In its appeal, the firm argues that the judge was wrong and that the arbitration decision it had initially won against a client should stand.

Wells Fargo Advisors this week took aim at a Georgia Superior Court judge’s order dismissing an arbitration claim that Wells Fargo had won 2½ years ago involving a client who sued the firm for mismanaging his account.

In the Wells Fargo Advisors appeal, which was filed Monday in Georgia’s Court of Appeals, the firm argued that the judge, Fulton County Superior Court Judge Belinda E. Edwards, was wrong and that the arbitration decision it had won initially should stand and not be overturned.

In 2017, Wells Fargo Advisors client Brian Leggett filed a complaint in Atlanta with Finra arbitration, suing the firm and his broker for $1.5 million and alleging that Wells Fargo failed to adequately train, monitor and supervise two registered reps who mismanaged his account. In 2019, Leggett lost that claim, with the three Finra arbitrators denying the allegations, according to the decision at the time.

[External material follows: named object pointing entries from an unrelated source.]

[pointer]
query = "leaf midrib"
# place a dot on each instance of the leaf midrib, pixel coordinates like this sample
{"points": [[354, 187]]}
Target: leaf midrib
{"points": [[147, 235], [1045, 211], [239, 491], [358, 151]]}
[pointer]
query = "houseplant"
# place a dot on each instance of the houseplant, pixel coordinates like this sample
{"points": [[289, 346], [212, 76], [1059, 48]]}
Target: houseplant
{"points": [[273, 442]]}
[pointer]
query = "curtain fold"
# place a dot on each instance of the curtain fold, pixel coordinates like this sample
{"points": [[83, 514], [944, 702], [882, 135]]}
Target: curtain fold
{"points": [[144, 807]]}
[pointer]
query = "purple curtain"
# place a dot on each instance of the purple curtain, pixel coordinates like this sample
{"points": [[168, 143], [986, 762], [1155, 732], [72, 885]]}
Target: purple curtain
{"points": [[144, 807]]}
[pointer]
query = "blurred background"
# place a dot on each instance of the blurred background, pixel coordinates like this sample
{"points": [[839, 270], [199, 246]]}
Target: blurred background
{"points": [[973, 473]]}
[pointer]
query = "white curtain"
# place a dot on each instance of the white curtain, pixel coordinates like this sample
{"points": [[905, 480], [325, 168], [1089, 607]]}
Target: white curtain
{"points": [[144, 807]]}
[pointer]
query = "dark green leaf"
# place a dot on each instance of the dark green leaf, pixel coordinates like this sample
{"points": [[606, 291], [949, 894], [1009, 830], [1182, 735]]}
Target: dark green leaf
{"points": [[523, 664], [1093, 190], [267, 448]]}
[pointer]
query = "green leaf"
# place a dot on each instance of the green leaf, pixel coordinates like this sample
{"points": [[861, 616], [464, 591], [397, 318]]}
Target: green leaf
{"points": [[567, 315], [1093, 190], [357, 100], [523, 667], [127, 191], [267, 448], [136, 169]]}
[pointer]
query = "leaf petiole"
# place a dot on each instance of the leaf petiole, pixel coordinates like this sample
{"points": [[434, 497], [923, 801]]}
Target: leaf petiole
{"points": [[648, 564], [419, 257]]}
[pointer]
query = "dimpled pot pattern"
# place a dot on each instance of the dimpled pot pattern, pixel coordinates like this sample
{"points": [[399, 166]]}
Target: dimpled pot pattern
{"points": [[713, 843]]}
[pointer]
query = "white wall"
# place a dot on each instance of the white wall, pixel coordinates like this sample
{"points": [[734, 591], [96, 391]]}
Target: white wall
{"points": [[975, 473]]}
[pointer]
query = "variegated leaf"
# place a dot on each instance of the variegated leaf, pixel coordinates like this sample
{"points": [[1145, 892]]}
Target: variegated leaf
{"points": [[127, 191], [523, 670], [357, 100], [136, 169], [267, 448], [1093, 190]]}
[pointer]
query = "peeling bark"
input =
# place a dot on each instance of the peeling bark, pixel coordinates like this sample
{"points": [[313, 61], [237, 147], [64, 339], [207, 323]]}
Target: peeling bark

Either the claimant or the defendant can go to court to overturn an arbitration panel’s decision, but they’re highly unlikely to get a favorable ruling. But on Jan. 25, Edwards ordered the dismissal of Wells Fargo’s legal victory over its client, Leggett.

“The trial court vacated the [arbitration] award notwithstanding that the factual findings in its order are false and wholly unsupported by the record,” according to the Wells Fargo Advisors appeal. “If this court does not reverse, the trial court will have effectively deprived [Wells Fargo Advisors] of the benefit of the written contractual bargain that it had struck with Leggett.”

At the center of the judge’s order to undo Wells Fargo’s July 2019 victory was her condemnation of alleged manipulation in the way arbitration panelists, who ultimately approve or deny damages in such claims, are selected under the aegis of the Financial Industry Regulatory Authority Inc.

Any mismanagement of the decades-old process, which uses a computer-generated list to select arbitration panelists in an effort to reach neutrality between the two sides, would be a violation of industry rules.

“As we previously stated, Wells Fargo follows all Finra rules and procedures for the arbitrator selection process, as we did in this case,” a Wells Fargo spokesperson wrote in an email. “We continue to adamantly deny the allegations cited in this decision and have proceeded with the appeal.”